Understanding infant feeding disorders and their misconceptions

Understanding infant feeding disorders and their misconceptions

Understanding infant feeding disorders and their misconceptions, by Registered Dietician Rachel Wood

Making an accurate diagnosis

A recent study published in 2020 found that while up to 14% of families believe that their child may have a cow’s milk allergy, the reality is that the true number of children with a condition may be closer to 1%. The same study points to official guidelines for detecting cow’s milk allergy as a possible cause for the overdiagnosis.(1)

Open Prescribing data recorded the total cost to the NHS (April 2021 - Jul 2022) for specialised formulations was over £11m.

The research analysed nine official medical guidelines for cow’s milk allergy published between 2012 and 2019. These guidelines were sourced from a range of international medical organisations across Europe. The study found that many of these guidelines cited symptoms such as excessive crying, regurgitating milk and loose stools as an indication of cow’s milk allergy, all symptoms that are very common in normal, healthy babies.

Specialist formula prescriptions for infants with cows milk allergy increased by 500% between 2006 and 2016 (2)

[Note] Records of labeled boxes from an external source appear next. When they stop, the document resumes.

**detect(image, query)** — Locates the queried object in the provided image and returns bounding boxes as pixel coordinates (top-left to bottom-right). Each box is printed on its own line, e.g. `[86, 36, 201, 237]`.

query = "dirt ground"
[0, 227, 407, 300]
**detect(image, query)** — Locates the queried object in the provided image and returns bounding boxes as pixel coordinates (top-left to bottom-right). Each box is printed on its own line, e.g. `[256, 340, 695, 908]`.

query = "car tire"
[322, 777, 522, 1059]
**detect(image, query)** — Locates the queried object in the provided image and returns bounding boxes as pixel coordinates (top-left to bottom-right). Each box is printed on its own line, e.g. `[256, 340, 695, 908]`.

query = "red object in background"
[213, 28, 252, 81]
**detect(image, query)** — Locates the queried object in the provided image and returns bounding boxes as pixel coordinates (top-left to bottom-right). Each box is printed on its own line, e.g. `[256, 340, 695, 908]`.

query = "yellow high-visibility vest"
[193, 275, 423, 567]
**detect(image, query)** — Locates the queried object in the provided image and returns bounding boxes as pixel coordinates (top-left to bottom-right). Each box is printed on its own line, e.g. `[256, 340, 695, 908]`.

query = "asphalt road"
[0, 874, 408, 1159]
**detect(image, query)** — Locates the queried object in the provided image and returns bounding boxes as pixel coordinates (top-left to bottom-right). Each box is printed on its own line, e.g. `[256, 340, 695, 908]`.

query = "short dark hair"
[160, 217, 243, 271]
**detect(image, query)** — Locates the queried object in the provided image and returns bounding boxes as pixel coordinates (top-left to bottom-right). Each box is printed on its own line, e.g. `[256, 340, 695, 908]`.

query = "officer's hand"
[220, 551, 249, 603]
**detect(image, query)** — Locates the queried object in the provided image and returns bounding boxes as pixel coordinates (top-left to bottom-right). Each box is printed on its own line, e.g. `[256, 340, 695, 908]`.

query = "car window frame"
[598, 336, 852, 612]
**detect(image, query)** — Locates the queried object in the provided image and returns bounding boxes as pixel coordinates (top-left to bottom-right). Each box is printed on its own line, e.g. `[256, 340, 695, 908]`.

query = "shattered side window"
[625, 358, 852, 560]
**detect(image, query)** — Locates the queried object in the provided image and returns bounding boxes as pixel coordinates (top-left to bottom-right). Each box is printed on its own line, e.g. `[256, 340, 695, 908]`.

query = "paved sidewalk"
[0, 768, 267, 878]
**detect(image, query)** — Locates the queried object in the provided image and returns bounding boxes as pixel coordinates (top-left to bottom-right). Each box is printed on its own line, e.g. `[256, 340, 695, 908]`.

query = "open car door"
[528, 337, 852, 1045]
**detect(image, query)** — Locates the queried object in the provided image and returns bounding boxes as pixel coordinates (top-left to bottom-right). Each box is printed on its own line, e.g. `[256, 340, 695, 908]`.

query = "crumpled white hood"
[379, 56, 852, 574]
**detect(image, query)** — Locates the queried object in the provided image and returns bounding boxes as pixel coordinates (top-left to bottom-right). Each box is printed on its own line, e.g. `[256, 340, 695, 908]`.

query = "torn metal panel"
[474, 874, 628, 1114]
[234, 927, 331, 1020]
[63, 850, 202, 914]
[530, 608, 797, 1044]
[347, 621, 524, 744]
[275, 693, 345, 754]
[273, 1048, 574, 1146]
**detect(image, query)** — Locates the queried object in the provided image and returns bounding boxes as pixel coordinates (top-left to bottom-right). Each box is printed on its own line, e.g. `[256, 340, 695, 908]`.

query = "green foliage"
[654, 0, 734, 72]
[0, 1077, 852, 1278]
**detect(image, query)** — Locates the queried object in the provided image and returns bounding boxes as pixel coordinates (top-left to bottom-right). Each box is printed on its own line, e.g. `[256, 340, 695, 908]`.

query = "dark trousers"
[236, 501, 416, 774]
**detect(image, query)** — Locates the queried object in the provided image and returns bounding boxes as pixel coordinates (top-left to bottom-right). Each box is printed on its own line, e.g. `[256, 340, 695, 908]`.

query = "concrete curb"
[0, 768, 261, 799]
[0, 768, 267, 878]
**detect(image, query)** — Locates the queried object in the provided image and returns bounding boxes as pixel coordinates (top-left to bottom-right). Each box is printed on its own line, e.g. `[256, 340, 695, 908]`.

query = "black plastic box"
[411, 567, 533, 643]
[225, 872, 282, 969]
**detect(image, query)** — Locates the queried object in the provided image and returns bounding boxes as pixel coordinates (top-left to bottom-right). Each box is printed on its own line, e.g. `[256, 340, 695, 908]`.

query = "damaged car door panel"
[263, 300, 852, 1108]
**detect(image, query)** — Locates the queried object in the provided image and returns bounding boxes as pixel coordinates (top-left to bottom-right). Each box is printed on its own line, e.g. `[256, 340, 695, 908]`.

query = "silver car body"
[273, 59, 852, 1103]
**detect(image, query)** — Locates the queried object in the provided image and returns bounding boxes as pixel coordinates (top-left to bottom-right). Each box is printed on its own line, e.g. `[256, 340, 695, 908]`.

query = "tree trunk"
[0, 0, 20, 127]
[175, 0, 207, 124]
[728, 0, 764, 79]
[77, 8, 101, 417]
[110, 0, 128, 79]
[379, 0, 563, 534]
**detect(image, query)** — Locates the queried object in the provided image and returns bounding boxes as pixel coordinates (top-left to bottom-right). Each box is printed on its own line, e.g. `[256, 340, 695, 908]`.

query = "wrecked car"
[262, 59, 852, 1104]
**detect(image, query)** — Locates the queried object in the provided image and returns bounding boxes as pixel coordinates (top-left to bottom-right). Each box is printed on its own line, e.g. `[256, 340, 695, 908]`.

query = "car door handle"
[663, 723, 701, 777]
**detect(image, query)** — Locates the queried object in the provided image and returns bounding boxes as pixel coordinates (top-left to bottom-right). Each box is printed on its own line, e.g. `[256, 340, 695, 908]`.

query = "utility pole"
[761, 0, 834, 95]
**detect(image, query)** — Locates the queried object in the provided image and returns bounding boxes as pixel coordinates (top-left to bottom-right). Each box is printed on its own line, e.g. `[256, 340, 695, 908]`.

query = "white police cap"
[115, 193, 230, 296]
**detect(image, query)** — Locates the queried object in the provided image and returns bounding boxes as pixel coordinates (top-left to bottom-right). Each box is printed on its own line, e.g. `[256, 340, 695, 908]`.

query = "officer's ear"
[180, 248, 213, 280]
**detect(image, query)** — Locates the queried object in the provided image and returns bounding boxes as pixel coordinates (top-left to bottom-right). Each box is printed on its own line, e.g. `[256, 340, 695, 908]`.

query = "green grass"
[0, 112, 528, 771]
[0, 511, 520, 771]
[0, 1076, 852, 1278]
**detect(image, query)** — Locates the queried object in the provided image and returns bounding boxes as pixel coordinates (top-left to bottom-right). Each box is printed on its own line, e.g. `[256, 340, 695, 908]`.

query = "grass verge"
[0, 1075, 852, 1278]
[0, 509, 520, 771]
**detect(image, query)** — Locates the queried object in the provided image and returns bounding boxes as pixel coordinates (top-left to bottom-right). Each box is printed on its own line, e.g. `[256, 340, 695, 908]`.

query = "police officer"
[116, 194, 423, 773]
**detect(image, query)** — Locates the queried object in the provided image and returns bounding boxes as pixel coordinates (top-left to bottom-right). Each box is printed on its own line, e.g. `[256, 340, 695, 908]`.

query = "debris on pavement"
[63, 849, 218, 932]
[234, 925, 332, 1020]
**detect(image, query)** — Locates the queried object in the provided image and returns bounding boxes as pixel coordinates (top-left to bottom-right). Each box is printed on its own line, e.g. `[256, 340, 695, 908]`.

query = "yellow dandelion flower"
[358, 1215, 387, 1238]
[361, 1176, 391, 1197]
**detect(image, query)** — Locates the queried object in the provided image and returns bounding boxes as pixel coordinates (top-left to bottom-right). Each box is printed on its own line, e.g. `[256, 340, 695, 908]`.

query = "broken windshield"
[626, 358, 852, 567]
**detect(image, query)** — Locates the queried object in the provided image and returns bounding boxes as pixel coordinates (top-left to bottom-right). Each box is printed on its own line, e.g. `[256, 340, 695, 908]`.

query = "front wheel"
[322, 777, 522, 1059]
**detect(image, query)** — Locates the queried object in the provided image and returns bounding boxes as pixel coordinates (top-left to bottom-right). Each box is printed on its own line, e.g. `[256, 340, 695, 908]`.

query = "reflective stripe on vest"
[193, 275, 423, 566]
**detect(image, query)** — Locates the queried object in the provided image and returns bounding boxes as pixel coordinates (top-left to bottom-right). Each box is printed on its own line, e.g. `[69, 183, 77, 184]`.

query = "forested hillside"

Infant feeding disorders are a common occurrence. With up to 50% of infants aged 0-6 months presenting symptoms of at least one Functional Gastrointestinal Disorder , it isn’t surprising that it can be difficult to make an accurate diagnosis.(3)

What are functional gastrointestinal disorders?

An FGID includes chronic or recurrent symptoms, in otherwise healthy individuals, that cannot be explained by any obvious structural or biochemical abnormalities. A functional condition is one that impairs the normal functioning of bodily processes without there being any apparent abnormality e.g. motility, peristalsis, microbiome, valve competence.(4,5)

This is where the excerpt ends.